In the Land Reform (Scotland) Bill, we find the Scottish Government's latest attempt to do so. You'll find the most controversial provisions in Part 5 of the Bill, which sets out a revived right to buy.  That right will only be exercisable by community bodies or a third party which they nominate -- and with consent of Scottish Ministers. Ministers must not consent to the transfer of the land unless all four of the following criteria are met. And the criteria to be met are pretty ferocious.
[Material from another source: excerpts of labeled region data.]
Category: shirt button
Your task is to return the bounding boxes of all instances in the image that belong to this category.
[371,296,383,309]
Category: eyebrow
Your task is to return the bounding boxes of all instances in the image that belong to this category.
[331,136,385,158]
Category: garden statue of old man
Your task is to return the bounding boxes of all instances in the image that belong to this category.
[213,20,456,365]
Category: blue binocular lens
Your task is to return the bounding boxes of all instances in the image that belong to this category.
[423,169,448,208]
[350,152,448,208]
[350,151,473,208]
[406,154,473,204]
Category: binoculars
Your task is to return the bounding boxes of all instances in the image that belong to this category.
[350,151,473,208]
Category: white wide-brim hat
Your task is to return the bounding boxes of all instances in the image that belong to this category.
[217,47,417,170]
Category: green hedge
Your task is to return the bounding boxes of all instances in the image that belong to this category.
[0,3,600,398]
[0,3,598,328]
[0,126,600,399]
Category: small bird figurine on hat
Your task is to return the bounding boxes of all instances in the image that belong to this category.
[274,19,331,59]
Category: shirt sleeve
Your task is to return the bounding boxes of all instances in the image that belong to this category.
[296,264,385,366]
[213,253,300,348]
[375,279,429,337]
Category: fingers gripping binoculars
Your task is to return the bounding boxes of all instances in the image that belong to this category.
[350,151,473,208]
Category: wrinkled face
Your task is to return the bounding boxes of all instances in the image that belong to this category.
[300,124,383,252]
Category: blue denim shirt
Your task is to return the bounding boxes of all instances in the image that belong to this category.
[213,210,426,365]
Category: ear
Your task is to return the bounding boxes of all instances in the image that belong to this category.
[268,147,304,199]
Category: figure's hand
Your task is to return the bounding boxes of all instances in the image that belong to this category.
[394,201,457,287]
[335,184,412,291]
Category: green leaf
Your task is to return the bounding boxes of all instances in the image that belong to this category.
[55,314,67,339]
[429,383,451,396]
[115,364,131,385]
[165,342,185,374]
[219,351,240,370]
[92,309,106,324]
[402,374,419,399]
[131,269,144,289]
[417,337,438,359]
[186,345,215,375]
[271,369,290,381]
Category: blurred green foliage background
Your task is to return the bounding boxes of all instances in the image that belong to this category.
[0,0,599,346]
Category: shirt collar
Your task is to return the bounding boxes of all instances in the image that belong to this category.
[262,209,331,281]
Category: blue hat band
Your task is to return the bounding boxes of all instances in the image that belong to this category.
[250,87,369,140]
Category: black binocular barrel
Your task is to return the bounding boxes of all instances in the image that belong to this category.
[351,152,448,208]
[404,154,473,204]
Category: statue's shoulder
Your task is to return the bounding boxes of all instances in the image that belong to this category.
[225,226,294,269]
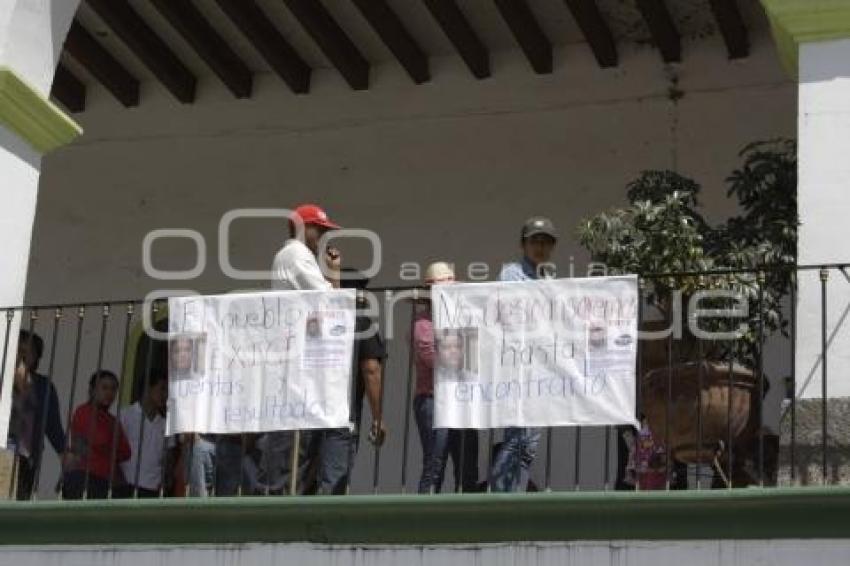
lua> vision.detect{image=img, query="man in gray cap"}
[491,216,558,491]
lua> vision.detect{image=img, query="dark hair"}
[89,369,118,393]
[18,329,44,360]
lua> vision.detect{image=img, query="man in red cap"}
[260,204,340,493]
[272,204,339,290]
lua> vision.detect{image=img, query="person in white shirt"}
[121,373,168,498]
[272,204,339,291]
[258,204,340,494]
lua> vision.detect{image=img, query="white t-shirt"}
[121,402,165,490]
[272,238,333,291]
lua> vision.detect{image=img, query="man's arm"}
[293,257,333,290]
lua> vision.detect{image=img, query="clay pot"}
[641,361,757,464]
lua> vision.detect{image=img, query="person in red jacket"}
[62,370,130,499]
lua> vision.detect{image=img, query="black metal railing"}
[0,264,850,499]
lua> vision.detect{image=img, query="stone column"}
[762,0,850,484]
[0,0,82,446]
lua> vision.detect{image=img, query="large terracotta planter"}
[641,361,758,464]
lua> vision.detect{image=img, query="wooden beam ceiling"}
[425,0,490,79]
[564,0,618,67]
[284,0,369,90]
[353,0,431,84]
[65,20,139,108]
[50,63,86,112]
[217,0,311,94]
[86,0,197,103]
[710,0,750,59]
[495,0,552,74]
[637,0,682,63]
[151,0,253,98]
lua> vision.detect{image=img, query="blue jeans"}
[309,428,356,495]
[491,427,540,491]
[413,395,478,493]
[186,436,242,497]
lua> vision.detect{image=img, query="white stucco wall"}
[16,18,796,495]
[797,39,850,398]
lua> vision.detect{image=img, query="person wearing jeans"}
[186,434,243,497]
[413,262,478,493]
[491,216,558,491]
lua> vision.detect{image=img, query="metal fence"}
[0,264,850,499]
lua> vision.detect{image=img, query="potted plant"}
[578,140,797,482]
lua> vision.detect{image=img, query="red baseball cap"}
[295,204,340,230]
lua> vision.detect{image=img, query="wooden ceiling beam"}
[151,0,254,98]
[50,63,86,113]
[637,0,682,63]
[217,0,312,94]
[353,0,431,84]
[64,20,139,108]
[86,0,197,104]
[564,0,619,67]
[284,0,369,90]
[425,0,490,79]
[495,0,552,74]
[710,0,750,59]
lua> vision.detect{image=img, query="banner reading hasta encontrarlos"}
[431,276,638,428]
[166,290,355,435]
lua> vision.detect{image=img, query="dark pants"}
[62,470,109,499]
[301,428,357,495]
[413,395,478,493]
[15,456,36,501]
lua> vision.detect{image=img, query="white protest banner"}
[431,276,638,428]
[166,289,355,435]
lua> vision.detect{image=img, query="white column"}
[796,39,850,398]
[0,0,80,446]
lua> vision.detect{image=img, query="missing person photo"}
[304,313,323,340]
[435,328,478,381]
[168,334,207,379]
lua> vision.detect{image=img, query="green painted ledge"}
[761,0,850,78]
[0,66,83,154]
[0,488,850,545]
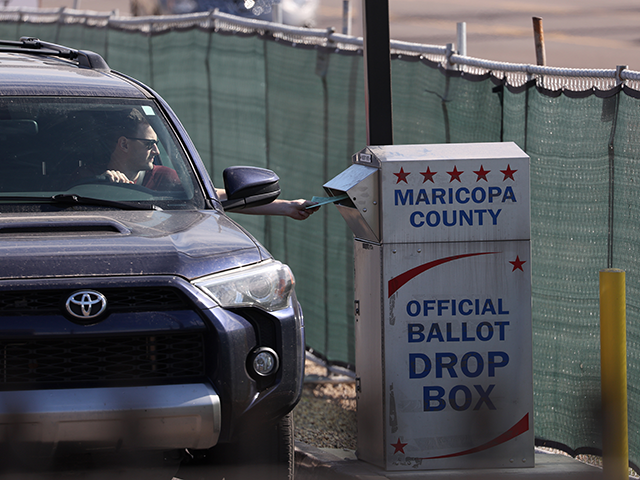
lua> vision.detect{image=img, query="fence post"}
[600,268,629,480]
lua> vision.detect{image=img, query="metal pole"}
[456,22,467,57]
[342,0,351,35]
[533,17,547,65]
[600,268,629,480]
[362,0,393,145]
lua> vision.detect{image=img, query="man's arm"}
[216,188,320,220]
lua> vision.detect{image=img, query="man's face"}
[129,125,160,171]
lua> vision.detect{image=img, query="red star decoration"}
[500,165,517,182]
[509,255,527,272]
[473,165,491,182]
[447,165,464,183]
[394,167,411,184]
[420,167,438,183]
[391,438,408,455]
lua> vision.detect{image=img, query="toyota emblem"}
[66,290,107,323]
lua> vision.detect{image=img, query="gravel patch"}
[293,360,640,478]
[293,360,357,450]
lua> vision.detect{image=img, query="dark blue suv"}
[0,38,304,478]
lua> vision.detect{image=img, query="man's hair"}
[105,108,149,150]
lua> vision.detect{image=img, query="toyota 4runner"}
[0,38,304,478]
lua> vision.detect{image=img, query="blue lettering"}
[460,210,473,227]
[471,187,487,203]
[431,188,446,205]
[407,323,424,343]
[427,323,444,342]
[498,298,509,315]
[502,187,517,202]
[489,209,502,225]
[458,298,473,315]
[427,210,440,227]
[462,322,476,342]
[422,300,436,317]
[395,189,413,206]
[496,322,509,341]
[409,212,424,228]
[442,210,456,227]
[474,209,487,225]
[489,187,502,203]
[447,323,460,342]
[409,353,431,378]
[456,187,469,204]
[473,385,496,410]
[476,322,493,342]
[488,352,509,377]
[416,188,429,205]
[436,352,458,378]
[480,298,496,315]
[438,300,449,317]
[423,386,447,412]
[407,300,420,317]
[449,385,471,412]
[460,352,484,378]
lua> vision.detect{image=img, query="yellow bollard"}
[600,268,629,480]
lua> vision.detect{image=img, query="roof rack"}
[0,37,111,71]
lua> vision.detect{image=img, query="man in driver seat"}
[91,108,317,220]
[100,108,180,190]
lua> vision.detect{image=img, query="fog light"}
[251,347,278,377]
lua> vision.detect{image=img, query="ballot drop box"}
[324,143,534,471]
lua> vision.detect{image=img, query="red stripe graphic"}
[389,252,500,297]
[419,413,529,460]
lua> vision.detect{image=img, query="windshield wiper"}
[52,193,162,210]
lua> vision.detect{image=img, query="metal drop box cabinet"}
[324,143,534,470]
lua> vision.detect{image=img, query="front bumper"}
[0,383,221,450]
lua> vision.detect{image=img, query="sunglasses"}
[127,137,158,150]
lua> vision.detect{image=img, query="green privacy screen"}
[0,14,640,463]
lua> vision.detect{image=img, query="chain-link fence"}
[0,4,640,463]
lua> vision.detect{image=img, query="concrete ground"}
[6,0,640,71]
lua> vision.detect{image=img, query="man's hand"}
[236,199,320,220]
[100,170,134,183]
[283,199,320,220]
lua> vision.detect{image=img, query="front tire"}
[177,413,295,480]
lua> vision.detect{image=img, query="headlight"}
[193,261,295,312]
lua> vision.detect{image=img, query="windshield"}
[0,97,204,212]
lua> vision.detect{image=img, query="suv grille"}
[0,287,189,316]
[0,333,204,390]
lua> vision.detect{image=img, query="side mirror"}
[222,167,280,211]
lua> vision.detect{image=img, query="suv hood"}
[0,210,268,280]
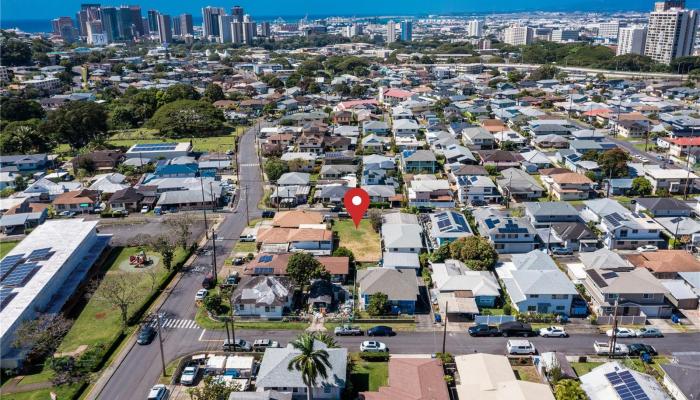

  1. The transfer of land is likely to further the achievement of sustainable development in relation to the land, 
  2. The transfer of land is in the public interest
  3. The transfer of land - (i) is likely to result in significant benefit to the relevant community  and (ii) is the only practicable way of achieving that significant benefit, and 
  4. Not granting consent to the transfer of land is likely to result in significant harm to that community.

The third and fourth conditions are particularly onerous. Perhaps reflecting this, if would-be purchasers fail to secure consent, Scottish ministers will foot the bill for their application. If the community body does get the nod, however, the Scottish government will appoint a land valuer, who will independently assess the market value of the land, giving the parties the opportunity to contribute to the deliberations on fair compensation. The government will foot the bill for these valuations too, and if the owners or purchasers are disgruntled, they'll be able to go to the lands tribunal and air their dissatisfaction. Once the decision has been taken, owners will not be allowed to foil the process with a quick fire sale or sneaky transfer to their preferred purchaser. 

The land lobby have predictably attacked these criteria as vague and undefined, crying Mugabe, land grabs and bloody murder. They are nothing of the sort. The language of the legislation is necessarily impressionistic, allowing ministers to apply broad principles to different situations and applications from across the country. But surely the landowners are - also characteristically - protesting too much here. A thick vein of (understandable) caution runs through these proposals. As politicians and property owners shadow box, enjoying the mutual recrimination and batting at phantoms, a property lawyer friend summarised the reality more pithily.

"This Bill is not as radical as claimed by Scottish Government (given the thresholds for use of power to sell). Not as awful as claimed by landowners (for similar reasons). Basically, making something like this ECHR proof means they can't do something revolutionary."

There's a lesson somewhere in here for Tory enthusiasts of human rights repeal. When you're through the looking glass, you should be careful what you wish for.